Various compounds induce apoptosis in myeloma cells, including FasL, retinoic acid, IFN-γ, IFN-β, and chemotherapeutic agents. However, the effects of these compounds on growth and apoptosis of myeloma cells are variable in different cell lines and between individual patients, similar to our findings with BMP-4. In many instances, however, IL-6 counteracts these effects, frequently by regulating proteins of the Bcl-2 family.3,9,38,44,45,50-57 Resistance to the induction of apoptosis is common in myeloma. For instance, JJN-3 cells are extremely sensitive whereas OH-2 cells are relatively resistant to the induction of apoptosis by FasL.12 This is the reverse of the responses to BMP-4 reported here, and it demonstrates that in both cell lines, the apoptotic machinery is present and inducible, but with different agents. This suggests that successful treatment with apoptosis-inducing agents should include a combination of approaches; in this context, BMP-4 represents a novel strategy.

The role of BMPs has been addressed in several malignancies in which BMPs frequently decrease the proliferation of tumor cells in comparison with our findings in myeloma.25-27,58,59 Induction of apoptosis by BMPs has to our knowledge not been demonstrated before in human tumor cells.

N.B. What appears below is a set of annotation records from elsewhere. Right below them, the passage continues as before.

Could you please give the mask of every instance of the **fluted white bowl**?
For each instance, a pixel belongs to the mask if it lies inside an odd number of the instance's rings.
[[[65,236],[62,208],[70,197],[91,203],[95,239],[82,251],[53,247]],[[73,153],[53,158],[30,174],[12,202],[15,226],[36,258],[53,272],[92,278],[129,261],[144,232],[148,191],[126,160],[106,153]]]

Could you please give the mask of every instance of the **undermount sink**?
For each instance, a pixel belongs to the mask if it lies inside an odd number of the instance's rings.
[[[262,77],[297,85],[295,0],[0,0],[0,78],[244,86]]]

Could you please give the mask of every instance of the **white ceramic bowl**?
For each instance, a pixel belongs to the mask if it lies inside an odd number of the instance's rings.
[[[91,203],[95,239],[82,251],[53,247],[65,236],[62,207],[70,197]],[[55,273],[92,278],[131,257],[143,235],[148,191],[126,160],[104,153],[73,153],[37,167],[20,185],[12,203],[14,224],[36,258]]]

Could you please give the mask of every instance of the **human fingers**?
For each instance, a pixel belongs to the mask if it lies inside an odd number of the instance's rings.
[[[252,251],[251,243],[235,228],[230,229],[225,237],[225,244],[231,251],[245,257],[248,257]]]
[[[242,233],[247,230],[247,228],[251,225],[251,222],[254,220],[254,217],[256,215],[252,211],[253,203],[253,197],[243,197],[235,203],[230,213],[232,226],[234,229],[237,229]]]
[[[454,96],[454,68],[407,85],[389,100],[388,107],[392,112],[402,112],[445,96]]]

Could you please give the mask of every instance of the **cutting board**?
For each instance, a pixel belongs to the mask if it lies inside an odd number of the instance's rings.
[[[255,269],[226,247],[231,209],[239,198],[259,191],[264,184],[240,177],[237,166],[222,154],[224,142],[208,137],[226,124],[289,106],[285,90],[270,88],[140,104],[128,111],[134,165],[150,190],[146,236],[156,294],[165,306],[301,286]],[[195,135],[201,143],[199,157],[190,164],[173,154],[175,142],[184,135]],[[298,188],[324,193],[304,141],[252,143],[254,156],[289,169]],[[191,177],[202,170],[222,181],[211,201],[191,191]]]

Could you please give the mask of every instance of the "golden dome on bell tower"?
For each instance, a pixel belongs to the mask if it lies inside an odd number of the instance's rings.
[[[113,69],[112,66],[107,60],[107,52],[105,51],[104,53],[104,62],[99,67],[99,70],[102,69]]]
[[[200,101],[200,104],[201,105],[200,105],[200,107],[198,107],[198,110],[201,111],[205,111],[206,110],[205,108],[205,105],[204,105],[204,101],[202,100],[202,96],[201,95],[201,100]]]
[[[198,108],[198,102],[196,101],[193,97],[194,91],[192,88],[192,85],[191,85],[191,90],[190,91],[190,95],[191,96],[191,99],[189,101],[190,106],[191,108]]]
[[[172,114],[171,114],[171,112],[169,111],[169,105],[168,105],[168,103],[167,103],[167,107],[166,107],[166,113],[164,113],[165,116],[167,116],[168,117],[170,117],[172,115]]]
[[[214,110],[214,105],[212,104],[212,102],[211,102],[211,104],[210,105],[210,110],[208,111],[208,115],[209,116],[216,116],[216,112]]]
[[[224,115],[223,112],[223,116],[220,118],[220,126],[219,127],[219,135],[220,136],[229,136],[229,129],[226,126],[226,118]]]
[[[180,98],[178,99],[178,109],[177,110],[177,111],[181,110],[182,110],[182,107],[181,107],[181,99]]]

In conclusion, we have found that BMP-4 inhibits proliferation and induces apoptosis in myeloma cells. Although difficulties concerning the mode of administration and the safety of BMP-4 are unresolved, our data suggest that treatment with BMP-4 or its analogues should be tried in animal models and possibly in patients with MM. The activation of BMP receptors may reduce tumor burden and ameliorate bone disease, and it represents a new target for the treatment of this disease.

We thank Berit F. Stördal and Hanne Hella for excellent technical work.